Con tono de escepticismo, Ratti contestó:
– En marzo, hace dos años. A últimos del mes. Nos instalamos a primeros de mayo.
– Ya -dijo Brunetti-. Desde entonces, ¿han tenido algún trato con la Liga?
– No, ninguno -dijo Ratti.
– ¿Y los recibos?
Ratti se revolvió, incómodo.
– El banco nos envía uno cada mes.
– ¿De cuánto?
– De doscientas veinte mil.
– ¿Por qué no quiso enseñárselo al sargento Vianello?
Una vez más, la mujer se adelantó a contestar por él:
– No queríamos vernos mezclados en nada.
– ¿Mascari? -preguntó Brunetti bruscamente.
Ratti parecía ahora más nervioso.
– ¿Qué quiere decir?
– ¿No les llamó la atención que el director del banco que les enviaba los recibos del alquiler fuera asesinado?
– No, ¿por qué? -dijo Ratti, poniendo cólera en su voz-. Leí cómo había muerto. Supuse que lo mató algún compinche.
– ¿Alguien se ha puesto en contacto con ustedes últimamente en relación con el apartamento?
– No, nadie.
– Si reciben una llamada o una visita del hombre al que pagan el alquiler, deberán comunicárnoslo inmediatamente.

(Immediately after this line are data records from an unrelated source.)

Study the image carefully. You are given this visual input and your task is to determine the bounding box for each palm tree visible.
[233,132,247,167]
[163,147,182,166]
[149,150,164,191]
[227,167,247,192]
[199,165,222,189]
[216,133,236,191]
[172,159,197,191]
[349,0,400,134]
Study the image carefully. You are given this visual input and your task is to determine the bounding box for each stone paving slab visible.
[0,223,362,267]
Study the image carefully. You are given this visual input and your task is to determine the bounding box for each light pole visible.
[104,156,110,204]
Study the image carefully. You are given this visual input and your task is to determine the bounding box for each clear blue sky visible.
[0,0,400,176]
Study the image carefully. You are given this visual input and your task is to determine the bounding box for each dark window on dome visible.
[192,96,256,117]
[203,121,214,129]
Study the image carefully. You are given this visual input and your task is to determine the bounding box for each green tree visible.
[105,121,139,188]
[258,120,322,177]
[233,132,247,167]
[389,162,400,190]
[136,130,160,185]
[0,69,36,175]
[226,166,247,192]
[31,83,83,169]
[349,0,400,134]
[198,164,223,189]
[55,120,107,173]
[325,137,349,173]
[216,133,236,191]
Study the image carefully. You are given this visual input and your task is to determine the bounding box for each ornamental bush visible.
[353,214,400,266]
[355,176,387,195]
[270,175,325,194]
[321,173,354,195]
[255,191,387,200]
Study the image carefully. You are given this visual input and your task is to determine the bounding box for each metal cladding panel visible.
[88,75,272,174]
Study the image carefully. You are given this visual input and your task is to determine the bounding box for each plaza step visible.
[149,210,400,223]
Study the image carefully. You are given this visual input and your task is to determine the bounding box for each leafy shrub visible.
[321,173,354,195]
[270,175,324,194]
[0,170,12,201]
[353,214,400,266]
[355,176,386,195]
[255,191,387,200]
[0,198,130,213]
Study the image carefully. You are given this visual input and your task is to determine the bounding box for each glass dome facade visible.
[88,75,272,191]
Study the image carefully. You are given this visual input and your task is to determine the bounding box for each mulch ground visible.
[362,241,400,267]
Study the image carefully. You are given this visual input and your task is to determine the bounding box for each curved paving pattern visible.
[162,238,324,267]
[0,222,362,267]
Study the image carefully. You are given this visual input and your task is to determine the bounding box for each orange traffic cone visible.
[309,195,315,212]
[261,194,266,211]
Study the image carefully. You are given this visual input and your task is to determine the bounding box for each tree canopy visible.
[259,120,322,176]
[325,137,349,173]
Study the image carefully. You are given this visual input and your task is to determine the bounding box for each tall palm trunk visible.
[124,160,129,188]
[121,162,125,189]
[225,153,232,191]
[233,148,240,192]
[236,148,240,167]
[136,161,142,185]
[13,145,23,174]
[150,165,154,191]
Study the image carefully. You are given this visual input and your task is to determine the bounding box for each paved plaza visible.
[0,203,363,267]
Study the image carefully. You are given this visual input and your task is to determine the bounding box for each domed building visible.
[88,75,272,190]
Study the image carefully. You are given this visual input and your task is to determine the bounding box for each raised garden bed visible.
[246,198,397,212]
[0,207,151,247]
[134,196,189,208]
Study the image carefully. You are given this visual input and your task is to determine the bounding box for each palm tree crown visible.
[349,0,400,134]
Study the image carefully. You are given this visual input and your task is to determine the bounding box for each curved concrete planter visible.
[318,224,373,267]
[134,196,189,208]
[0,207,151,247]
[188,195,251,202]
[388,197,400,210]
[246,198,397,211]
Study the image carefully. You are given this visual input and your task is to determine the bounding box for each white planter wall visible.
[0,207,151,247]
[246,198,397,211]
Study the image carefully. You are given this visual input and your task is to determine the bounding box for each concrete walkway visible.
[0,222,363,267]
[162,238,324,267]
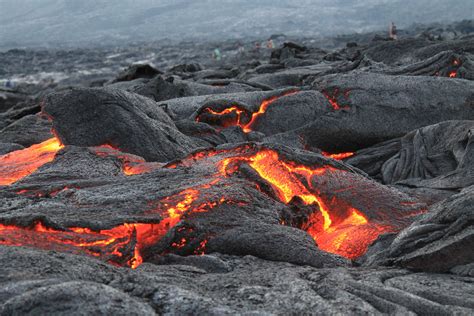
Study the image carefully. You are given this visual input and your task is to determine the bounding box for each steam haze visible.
[0,0,474,46]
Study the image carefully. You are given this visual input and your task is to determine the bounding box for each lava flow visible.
[0,137,64,185]
[196,90,299,133]
[220,149,390,259]
[0,182,217,268]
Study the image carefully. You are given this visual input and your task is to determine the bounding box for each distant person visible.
[388,22,398,41]
[267,39,275,49]
[212,48,222,61]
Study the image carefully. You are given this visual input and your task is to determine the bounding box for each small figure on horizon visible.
[388,22,398,41]
[212,48,222,60]
[267,38,275,49]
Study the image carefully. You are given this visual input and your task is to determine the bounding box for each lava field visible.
[0,28,474,315]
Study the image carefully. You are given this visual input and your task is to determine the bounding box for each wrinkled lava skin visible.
[0,139,422,268]
[0,21,474,315]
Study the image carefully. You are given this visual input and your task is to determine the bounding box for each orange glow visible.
[0,181,220,268]
[196,91,299,133]
[218,149,391,259]
[321,151,355,160]
[0,143,410,268]
[0,137,64,185]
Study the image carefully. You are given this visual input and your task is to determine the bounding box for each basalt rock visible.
[43,88,196,161]
[0,246,474,315]
[346,121,474,190]
[112,64,162,82]
[364,186,474,272]
[0,27,474,315]
[110,76,259,101]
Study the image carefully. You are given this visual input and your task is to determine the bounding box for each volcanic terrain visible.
[0,23,474,315]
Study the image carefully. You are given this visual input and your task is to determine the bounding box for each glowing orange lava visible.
[0,137,64,185]
[321,151,355,160]
[0,181,217,268]
[196,91,299,133]
[219,149,390,259]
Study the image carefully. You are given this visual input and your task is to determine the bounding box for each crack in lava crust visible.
[196,90,300,133]
[220,149,398,259]
[0,137,64,185]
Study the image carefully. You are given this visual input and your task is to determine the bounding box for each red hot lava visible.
[0,184,219,268]
[220,149,400,259]
[0,138,414,268]
[0,137,64,185]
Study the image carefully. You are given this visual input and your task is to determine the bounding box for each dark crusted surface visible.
[0,24,474,315]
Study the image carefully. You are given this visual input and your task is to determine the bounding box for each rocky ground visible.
[0,23,474,315]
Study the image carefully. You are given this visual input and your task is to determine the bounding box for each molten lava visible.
[0,181,220,268]
[0,137,64,185]
[219,149,391,259]
[321,151,355,160]
[196,91,299,133]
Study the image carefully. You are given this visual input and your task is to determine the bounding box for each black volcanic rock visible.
[346,121,474,190]
[365,186,474,272]
[0,24,474,315]
[43,89,196,161]
[112,64,162,82]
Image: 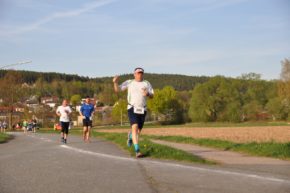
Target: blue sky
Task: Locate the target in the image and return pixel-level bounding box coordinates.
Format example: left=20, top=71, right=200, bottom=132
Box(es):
left=0, top=0, right=290, bottom=79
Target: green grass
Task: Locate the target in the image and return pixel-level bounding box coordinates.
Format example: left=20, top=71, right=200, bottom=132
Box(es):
left=0, top=133, right=11, bottom=143
left=94, top=122, right=289, bottom=130
left=39, top=128, right=215, bottom=164
left=92, top=132, right=214, bottom=164
left=149, top=136, right=290, bottom=159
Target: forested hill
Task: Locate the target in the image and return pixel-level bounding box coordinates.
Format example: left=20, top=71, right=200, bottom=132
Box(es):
left=0, top=70, right=210, bottom=90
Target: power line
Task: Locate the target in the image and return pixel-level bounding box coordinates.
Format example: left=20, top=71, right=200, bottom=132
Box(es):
left=0, top=61, right=32, bottom=69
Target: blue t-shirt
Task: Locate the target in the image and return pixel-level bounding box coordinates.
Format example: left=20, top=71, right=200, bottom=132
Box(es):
left=81, top=103, right=95, bottom=119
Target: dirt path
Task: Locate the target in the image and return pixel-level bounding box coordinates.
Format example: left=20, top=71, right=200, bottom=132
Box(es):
left=151, top=139, right=290, bottom=167
left=98, top=126, right=290, bottom=143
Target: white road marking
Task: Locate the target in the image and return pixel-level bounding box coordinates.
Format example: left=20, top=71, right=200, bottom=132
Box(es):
left=21, top=135, right=290, bottom=183
left=60, top=145, right=290, bottom=184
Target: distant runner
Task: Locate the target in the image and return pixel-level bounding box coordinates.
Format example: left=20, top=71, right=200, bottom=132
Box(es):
left=80, top=96, right=95, bottom=142
left=56, top=99, right=72, bottom=143
left=113, top=68, right=154, bottom=158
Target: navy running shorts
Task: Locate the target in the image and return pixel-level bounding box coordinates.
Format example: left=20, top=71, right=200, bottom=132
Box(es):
left=83, top=118, right=93, bottom=127
left=60, top=121, right=69, bottom=134
left=128, top=107, right=147, bottom=130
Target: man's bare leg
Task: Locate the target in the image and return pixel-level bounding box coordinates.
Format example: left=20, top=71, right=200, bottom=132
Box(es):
left=83, top=127, right=88, bottom=141
left=86, top=126, right=91, bottom=142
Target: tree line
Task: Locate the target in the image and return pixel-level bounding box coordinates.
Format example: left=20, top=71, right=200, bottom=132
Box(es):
left=0, top=59, right=290, bottom=123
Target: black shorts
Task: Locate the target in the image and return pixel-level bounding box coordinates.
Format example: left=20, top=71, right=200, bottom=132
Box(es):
left=83, top=119, right=93, bottom=127
left=60, top=121, right=69, bottom=134
left=128, top=107, right=147, bottom=130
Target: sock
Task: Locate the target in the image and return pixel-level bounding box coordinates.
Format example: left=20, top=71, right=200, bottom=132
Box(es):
left=134, top=144, right=140, bottom=153
left=129, top=133, right=132, bottom=140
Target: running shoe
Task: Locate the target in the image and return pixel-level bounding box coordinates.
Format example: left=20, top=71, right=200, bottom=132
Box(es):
left=127, top=131, right=133, bottom=147
left=136, top=152, right=144, bottom=158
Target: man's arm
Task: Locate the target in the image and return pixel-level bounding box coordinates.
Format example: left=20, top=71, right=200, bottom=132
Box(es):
left=113, top=76, right=119, bottom=93
left=55, top=108, right=61, bottom=117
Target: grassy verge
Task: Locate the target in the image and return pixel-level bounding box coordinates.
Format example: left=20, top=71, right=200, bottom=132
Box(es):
left=0, top=133, right=10, bottom=143
left=39, top=129, right=215, bottom=164
left=150, top=136, right=290, bottom=159
left=94, top=122, right=290, bottom=129
left=92, top=132, right=214, bottom=164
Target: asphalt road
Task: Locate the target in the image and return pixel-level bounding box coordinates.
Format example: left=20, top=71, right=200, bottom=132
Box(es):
left=0, top=133, right=290, bottom=193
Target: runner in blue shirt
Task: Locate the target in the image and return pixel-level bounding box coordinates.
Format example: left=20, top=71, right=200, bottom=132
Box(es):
left=80, top=96, right=95, bottom=142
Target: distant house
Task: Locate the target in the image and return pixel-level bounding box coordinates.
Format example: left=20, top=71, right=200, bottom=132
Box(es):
left=40, top=96, right=59, bottom=108
left=25, top=96, right=39, bottom=108
left=76, top=98, right=98, bottom=112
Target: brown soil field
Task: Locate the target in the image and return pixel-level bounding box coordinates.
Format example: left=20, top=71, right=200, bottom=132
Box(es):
left=98, top=126, right=290, bottom=143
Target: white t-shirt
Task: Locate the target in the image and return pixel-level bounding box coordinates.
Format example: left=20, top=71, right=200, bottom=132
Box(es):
left=56, top=106, right=72, bottom=122
left=119, top=80, right=154, bottom=109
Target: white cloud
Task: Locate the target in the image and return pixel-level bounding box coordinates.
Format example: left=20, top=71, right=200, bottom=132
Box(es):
left=0, top=0, right=115, bottom=36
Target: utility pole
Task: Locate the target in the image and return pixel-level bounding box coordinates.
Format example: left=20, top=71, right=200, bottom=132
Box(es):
left=0, top=61, right=32, bottom=129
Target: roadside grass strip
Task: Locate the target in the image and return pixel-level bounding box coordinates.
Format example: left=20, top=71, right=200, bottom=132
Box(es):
left=148, top=136, right=290, bottom=160
left=93, top=132, right=215, bottom=164
left=0, top=133, right=11, bottom=143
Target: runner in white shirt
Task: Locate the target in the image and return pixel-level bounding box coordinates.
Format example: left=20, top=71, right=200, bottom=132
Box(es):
left=113, top=68, right=154, bottom=158
left=56, top=99, right=72, bottom=143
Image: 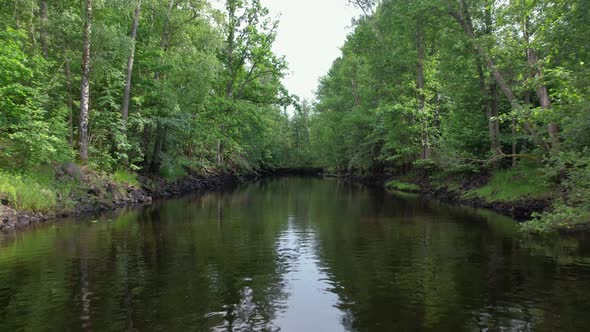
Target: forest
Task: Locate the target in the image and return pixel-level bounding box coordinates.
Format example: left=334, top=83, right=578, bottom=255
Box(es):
left=0, top=0, right=590, bottom=232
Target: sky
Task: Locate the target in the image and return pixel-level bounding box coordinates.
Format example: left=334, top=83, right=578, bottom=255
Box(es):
left=213, top=0, right=360, bottom=99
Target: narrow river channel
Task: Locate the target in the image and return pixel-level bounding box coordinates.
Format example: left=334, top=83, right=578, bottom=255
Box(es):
left=0, top=178, right=590, bottom=332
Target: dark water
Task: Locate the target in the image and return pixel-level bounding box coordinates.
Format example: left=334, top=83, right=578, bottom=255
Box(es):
left=0, top=179, right=590, bottom=331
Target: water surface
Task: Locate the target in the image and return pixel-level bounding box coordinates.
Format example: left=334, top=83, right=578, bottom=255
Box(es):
left=0, top=178, right=590, bottom=331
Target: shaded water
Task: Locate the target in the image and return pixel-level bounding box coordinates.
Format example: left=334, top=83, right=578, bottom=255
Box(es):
left=0, top=178, right=590, bottom=331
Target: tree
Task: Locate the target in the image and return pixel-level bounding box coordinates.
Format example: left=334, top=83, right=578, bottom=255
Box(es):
left=78, top=0, right=92, bottom=162
left=121, top=0, right=141, bottom=121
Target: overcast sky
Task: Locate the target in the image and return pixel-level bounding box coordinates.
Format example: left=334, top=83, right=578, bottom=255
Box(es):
left=217, top=0, right=360, bottom=99
left=262, top=0, right=359, bottom=99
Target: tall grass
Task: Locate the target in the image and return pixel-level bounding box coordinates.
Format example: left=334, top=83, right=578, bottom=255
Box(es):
left=113, top=169, right=140, bottom=187
left=466, top=166, right=552, bottom=201
left=0, top=172, right=57, bottom=212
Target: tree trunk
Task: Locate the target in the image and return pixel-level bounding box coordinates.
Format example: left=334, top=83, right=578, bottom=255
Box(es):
left=142, top=125, right=152, bottom=171
left=477, top=61, right=500, bottom=155
left=78, top=0, right=92, bottom=162
left=121, top=0, right=141, bottom=122
left=416, top=21, right=431, bottom=159
left=64, top=52, right=74, bottom=146
left=217, top=139, right=225, bottom=166
left=450, top=0, right=547, bottom=150
left=39, top=0, right=49, bottom=58
left=150, top=121, right=165, bottom=173
left=154, top=0, right=174, bottom=81
left=523, top=17, right=559, bottom=151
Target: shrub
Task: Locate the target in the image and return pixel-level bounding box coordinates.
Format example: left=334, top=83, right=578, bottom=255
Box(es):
left=0, top=172, right=57, bottom=212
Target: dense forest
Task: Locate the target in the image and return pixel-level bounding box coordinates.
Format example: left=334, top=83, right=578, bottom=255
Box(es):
left=311, top=0, right=590, bottom=231
left=0, top=0, right=590, bottom=230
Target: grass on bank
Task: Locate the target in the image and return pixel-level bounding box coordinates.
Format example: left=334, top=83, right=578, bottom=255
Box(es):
left=465, top=167, right=552, bottom=202
left=0, top=172, right=58, bottom=212
left=113, top=169, right=141, bottom=188
left=385, top=180, right=420, bottom=193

– Desde luego, comisario -dijo Ratti, otra vez en su papel de ciudadano intachable.
De pronto, Brunetti se sintió harto de sus posturas y su ropa de diseño y dijo:
– Por favor, vayan con el sargento Vianello y háganle una descripción lo más detallada posible del hombre al que pagan el alquiler. -Y a Vianello-: Si se parece a algún conocido, enséñeles fotografías.
Vianello asintió y abrió la puerta. Los Ratti se pusieron de pie y ninguno de los dos alargó la mano a Brunetti. El profesor tomó del brazo a su esposa durante el corto trayecto hasta la puerta y, una vez allí, se hizo atrás para cederle el paso. Vianello miró a Brunetti permitiéndose una sonrisa apenas perceptible, salió detrás de la pareja y cerró la puerta.